No obstante, entre nosotros, los fuegos artificiales constituyen un peligro grave. Año por año se repiten los lamentables accidentes causados por estos supuestos resaltadores de la alegría que, en manos inexpertas y despreocupadas causan daños irreversibles y son proveedores de dolor perdurable.

El oftalmólogo cirujano Dr. Juan Lorenzo Ubiera declara que en Navidad surge una cantidad alarmante de accidentes, en los cuales las víctimas pierden el ojo afectado, que es necesario extirpar. Las quemaduras, leves o graves, se repiten anualmente, como se repite la promesa de las autoridades en canto a que habrán de prohibir los fuegos artificiales.
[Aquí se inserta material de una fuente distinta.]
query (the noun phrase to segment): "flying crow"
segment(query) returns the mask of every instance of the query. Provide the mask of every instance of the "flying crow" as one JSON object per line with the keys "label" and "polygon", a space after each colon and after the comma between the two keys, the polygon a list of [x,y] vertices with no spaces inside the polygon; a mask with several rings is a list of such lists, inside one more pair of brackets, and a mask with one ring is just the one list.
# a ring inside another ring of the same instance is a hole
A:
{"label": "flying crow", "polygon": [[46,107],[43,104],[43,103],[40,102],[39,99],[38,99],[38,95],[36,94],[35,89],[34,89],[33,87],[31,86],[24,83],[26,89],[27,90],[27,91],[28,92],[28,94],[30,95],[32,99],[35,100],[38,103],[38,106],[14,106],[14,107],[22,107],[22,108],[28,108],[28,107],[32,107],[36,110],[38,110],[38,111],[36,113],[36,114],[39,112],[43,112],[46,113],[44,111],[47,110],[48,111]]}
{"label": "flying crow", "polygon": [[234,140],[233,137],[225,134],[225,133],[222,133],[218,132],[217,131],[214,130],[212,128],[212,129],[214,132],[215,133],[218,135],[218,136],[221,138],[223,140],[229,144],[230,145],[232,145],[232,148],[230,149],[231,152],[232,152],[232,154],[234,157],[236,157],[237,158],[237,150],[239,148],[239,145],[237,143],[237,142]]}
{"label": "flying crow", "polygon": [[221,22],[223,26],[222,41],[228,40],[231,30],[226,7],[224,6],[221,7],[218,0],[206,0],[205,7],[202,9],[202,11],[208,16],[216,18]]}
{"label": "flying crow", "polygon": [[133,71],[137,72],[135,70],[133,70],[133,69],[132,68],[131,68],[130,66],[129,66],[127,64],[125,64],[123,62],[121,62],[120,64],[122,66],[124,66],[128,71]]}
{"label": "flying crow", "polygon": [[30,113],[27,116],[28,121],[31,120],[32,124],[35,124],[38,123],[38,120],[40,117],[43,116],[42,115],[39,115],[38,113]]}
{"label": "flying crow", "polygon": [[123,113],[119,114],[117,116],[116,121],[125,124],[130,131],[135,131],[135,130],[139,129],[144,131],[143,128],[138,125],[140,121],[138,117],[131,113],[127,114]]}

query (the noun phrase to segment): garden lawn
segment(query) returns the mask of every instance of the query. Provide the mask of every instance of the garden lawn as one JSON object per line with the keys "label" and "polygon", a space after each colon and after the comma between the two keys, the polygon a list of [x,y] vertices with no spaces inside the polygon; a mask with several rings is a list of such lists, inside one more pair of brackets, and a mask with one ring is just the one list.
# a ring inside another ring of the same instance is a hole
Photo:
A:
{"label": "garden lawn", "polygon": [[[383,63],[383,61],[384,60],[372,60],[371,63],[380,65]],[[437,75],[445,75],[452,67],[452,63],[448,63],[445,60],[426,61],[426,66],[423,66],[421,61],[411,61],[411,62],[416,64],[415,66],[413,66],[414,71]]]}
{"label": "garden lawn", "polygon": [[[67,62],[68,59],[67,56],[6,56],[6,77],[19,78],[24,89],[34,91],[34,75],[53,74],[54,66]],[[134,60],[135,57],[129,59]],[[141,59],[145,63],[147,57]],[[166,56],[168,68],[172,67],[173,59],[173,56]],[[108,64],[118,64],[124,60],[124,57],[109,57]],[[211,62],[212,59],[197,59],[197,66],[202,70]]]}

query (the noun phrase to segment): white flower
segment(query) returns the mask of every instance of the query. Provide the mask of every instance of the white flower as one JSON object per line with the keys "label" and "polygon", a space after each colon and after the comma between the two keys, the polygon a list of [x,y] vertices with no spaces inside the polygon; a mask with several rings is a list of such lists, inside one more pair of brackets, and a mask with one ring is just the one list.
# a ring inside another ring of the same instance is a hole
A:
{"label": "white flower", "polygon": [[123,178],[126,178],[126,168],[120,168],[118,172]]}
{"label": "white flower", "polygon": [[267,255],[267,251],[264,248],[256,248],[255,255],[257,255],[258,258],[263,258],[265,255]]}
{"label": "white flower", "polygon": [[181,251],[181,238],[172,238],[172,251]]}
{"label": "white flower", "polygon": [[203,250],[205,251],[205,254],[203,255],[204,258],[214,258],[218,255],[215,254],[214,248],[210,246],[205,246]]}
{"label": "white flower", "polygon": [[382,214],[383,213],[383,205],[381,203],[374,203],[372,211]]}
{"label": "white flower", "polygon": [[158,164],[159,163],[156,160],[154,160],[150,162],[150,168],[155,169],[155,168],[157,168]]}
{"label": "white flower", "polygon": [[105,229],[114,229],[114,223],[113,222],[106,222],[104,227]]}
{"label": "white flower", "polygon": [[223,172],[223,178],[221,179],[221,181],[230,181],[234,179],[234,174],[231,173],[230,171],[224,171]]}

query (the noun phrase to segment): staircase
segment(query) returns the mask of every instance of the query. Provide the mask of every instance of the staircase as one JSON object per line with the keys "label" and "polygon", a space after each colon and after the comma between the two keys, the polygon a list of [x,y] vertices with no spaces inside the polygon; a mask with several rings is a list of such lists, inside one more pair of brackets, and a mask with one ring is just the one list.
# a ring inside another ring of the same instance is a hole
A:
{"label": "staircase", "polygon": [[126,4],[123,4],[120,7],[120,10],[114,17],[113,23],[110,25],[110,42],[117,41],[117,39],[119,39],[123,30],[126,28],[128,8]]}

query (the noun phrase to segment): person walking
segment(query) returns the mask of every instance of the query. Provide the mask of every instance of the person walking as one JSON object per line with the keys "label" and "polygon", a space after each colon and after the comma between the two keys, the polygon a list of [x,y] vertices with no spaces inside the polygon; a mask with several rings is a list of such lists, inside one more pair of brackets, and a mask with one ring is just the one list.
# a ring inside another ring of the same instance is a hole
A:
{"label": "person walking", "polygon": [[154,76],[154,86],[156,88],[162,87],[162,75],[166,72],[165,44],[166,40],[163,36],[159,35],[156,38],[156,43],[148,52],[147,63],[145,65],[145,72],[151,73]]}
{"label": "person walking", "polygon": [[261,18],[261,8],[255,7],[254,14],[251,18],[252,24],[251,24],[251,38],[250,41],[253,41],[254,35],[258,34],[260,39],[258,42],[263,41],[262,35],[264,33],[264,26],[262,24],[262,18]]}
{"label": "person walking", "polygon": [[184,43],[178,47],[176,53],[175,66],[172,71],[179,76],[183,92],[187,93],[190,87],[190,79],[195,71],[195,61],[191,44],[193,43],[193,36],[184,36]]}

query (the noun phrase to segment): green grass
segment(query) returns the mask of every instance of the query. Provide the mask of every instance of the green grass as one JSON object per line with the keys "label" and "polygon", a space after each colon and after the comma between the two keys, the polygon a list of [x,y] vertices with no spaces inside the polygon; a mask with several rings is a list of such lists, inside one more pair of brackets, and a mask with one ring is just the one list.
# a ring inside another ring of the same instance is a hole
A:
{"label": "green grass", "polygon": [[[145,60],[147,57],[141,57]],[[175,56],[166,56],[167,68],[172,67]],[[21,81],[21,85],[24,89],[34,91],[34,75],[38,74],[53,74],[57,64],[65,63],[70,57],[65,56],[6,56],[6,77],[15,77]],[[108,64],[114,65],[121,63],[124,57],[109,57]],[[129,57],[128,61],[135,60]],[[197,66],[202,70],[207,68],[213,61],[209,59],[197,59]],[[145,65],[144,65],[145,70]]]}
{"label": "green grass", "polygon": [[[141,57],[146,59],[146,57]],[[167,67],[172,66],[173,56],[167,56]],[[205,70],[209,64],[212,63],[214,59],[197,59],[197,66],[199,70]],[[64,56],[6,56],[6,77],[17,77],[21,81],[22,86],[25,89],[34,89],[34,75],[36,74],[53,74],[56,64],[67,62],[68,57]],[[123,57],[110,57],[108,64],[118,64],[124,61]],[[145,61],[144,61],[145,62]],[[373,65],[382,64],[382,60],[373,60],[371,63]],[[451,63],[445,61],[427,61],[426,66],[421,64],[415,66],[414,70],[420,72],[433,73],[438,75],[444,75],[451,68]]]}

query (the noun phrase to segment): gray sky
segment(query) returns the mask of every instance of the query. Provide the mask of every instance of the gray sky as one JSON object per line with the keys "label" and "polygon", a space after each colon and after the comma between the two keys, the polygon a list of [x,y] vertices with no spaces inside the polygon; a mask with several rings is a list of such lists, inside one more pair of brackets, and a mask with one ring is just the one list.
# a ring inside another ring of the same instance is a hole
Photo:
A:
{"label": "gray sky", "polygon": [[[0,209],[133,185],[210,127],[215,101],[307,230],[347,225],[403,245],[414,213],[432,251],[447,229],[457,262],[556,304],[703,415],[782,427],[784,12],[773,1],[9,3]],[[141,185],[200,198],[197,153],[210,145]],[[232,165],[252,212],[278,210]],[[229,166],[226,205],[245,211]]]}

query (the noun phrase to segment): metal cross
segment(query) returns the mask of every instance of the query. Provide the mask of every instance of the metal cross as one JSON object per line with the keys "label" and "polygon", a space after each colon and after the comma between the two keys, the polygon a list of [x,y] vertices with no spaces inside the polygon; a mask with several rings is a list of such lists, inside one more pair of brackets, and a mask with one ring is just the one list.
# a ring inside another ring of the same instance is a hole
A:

Y no se trata de prohibirlos radicalmente, sino confinar su utilización a expertos. Prohibir la venta indiscriminada de explosivos, considerados festivos, al público en general.

¡Ah !…pero está el negocio…que suponemos en manos militares o de algún alto poder. Es lo mismo que esa venta de armas de fuego a crédito, con descuentos y facilidades.

A lo que vamos es que no ejercemos la estabilidad. Año tras año se habla de que serán prohibidos los fuegos artificiales…que de artificiales no tienen nada esos explosivos “tumba-gobierno” como les llaman, y que efectivamente tienen alta potencia, capaz de hacer saltar una pesada lata u otro objeto colocado encima del cohete.

¿Por qué esa permisividad?

Por el dinero. Por el poder.

Es cuestión de dinero.

Ese que Sófocles consideraba la invención más funesta del hombre.